Would you gain my special blessing? Then race my fast moving March clouds across the face of the sky. Think large March thoughts for I am not a month of the subtle. Shout a gladdened goodbye to a long winter and happy hello to spring.

The earth has some warmth beginning in it but hardly enough to write home about. Seeds will unfold their secret and another garden will yet to grow. "If Winter comes, can Spring be far behind?" wrote Percy Bysshe Shelley.

It's not a beauteous thought for humans but it is a necessary one: remember to change the oil in your crankcase. This one thing I would often do, preparing for speaking tours and thereby, prolonging March as I traveled south to north.

But now, I will fly a kite with my grandchildren as my grandfather did with me, watching it cut its colorful patterns across the sky.

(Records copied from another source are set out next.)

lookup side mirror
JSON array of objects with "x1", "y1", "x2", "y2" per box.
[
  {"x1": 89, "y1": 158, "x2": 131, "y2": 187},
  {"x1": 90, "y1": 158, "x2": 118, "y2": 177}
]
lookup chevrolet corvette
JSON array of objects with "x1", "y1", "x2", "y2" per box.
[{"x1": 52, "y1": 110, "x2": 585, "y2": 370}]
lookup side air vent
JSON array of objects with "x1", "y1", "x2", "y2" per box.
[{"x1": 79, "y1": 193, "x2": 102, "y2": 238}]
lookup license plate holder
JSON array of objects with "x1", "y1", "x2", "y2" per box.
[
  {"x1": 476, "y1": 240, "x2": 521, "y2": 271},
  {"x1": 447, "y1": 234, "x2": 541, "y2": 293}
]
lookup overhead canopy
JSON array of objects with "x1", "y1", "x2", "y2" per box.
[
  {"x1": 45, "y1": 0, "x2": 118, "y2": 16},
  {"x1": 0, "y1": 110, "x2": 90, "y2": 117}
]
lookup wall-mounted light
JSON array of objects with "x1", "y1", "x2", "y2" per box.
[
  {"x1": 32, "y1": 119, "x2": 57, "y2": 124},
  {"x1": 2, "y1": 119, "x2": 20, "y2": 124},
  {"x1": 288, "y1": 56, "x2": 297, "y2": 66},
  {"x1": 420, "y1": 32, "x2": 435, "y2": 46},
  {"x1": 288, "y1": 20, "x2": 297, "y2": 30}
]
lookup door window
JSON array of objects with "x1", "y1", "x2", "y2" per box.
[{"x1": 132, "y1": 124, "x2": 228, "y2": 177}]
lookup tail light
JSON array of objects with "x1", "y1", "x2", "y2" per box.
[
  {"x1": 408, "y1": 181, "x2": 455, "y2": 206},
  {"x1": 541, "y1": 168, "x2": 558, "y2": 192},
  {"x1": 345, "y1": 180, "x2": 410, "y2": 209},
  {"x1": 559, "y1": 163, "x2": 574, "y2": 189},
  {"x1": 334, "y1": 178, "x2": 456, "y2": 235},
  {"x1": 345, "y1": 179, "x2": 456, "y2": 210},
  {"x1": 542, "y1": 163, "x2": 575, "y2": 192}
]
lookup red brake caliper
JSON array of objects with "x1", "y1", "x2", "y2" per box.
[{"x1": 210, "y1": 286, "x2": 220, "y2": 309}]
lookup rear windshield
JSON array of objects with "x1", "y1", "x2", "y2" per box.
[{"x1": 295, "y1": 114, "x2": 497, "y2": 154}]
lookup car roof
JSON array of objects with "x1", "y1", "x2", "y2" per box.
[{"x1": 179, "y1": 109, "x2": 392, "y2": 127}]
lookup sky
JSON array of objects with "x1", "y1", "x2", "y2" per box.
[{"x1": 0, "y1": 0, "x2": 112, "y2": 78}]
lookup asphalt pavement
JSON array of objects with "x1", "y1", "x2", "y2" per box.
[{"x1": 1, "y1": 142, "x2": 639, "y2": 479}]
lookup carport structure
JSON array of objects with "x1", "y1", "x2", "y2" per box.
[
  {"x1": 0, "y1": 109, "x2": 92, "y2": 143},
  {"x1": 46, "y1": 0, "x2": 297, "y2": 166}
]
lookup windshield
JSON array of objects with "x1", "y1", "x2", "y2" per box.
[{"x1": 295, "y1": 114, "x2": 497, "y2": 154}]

It is a tradition of many families over many years. I will listen to the robin sing while still shivering as March so often cannot make up its mind between whether it wants to be winter or spring.

I look out my backyard and see a forest and remember how many Marches it took to grow to its present height. March is the quiver of growth as the snows of winter retreat and make a last stand in the shadows and the shade.

I hope I never completely give up on what March madness can do. It can and does and will give its special gifts. Who can look at a buttercup or daffodil and not feel young again? It’s St. Patrick's Day and some claim to be Irish who aren't and never will be. But we can all find a four leaf clover and wear something the color of Irish green.

Do you hear that echoing cry that repeats itself every spring? No winter lasts forever.